December 2, 2022

Crime Data Fears Loss of Dallas Police Computer Network


DALLAS (AP) – A massive amount of information on criminal cases dating back to July 2020 has been lost in the Dallas Police Department’s computer database, authorities revealed on Wednesday.

In a statement, the Dallas County District Attorney’s Office said the loss occurred in early April as the Dallas Police Department performed a data migration from a computer network drive.

About 14 terabytes of the lost 22 terabytes have been recovered, but the remaining eight terabytes are said to be lost forever, the statement said, and are expected to be restored by further investigative work.

Most newer personal computers have hard drive memory capacities ranging from half a terabyte to two terabytes.

City information technology officials learned of the problem on April 5. Police and the city’s IT departments did not reveal it to the district attorney’s office until Friday, after prosecutors asked why they couldn’t find computer files on pending cases.

“My office is now working with the DPD to determine how many cases are affected by the city’s data loss in April.
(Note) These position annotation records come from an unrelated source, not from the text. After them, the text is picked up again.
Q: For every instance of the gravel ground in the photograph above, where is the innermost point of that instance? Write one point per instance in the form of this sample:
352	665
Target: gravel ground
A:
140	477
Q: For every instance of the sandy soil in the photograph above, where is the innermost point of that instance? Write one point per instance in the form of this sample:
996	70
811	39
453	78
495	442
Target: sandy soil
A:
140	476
It is possible that much of the missing evidence had already been uploaded to this office’s data portal by April 5, which would have limited impact on cases, ”District Attorney John Creuzot said in a statement. . However, “at the moment, it is too early to estimate how many cases will be affected and what the impact will be on those individual cases,” he said.
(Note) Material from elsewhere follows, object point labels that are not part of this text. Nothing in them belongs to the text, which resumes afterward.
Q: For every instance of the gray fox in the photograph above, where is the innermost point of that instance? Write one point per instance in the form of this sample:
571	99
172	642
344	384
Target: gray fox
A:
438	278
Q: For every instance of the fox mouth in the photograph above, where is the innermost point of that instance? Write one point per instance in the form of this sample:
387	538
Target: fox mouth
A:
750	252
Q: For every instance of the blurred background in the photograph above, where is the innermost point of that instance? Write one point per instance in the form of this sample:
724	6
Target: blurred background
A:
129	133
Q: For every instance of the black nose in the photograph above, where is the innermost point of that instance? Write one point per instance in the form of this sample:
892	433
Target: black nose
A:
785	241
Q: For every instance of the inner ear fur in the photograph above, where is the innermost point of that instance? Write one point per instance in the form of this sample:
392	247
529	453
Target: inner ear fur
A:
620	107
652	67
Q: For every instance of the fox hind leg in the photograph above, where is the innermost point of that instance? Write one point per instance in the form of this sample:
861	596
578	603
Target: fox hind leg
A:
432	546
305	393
The lost data included images, videos, audio, case notes and other information gathered by police and detectives, according to a statement from the Dallas Police Department. A city IT worker was migrating files, which had not been accessed for six to 18 months, from a cloud-based online archive to a server in the city’s data center.

“During the data migration, the employee did not follow the proper and established procedures, which resulted in the deletion of the data files,” according to the police statement.

Prosecutors were tasked with verifying that all investigating detectives had shared evidence and case files with the state attorney’s office before deciding the case, Creuzot said. Prosecutors would then disclose in writing any missing records, as communicated by the police department.

The police statement said the city assured that new measures had been implemented to prevent a repeat of the data loss. Creuzot said he and Police Chief Eddie Garcia “have been in constant communication about this over the past few days and are determined to ensure that justice is served in every case.”

Dallas defense attorney Amanda Branan, president of the Dallas Criminal Defense Lawyers Association, said she was grateful for the disclosure so defense attorneys could request trial postponements and other accommodations.

“It is concerning that it took four months for the Dallas Police Department to notify the District Attorney of the data loss,” she said.

In its statement, the police department said it wanted to “fully assess whether the data was recoverable or not to know the full extent of the problem, if at all,” before making it public.

Branan also said she feared evidence that could strengthen the defendant’s defenses has been lost. The police department therefore had to identify cases affected by the loss of data so that investigators could retrace their steps and restore the lost evidence.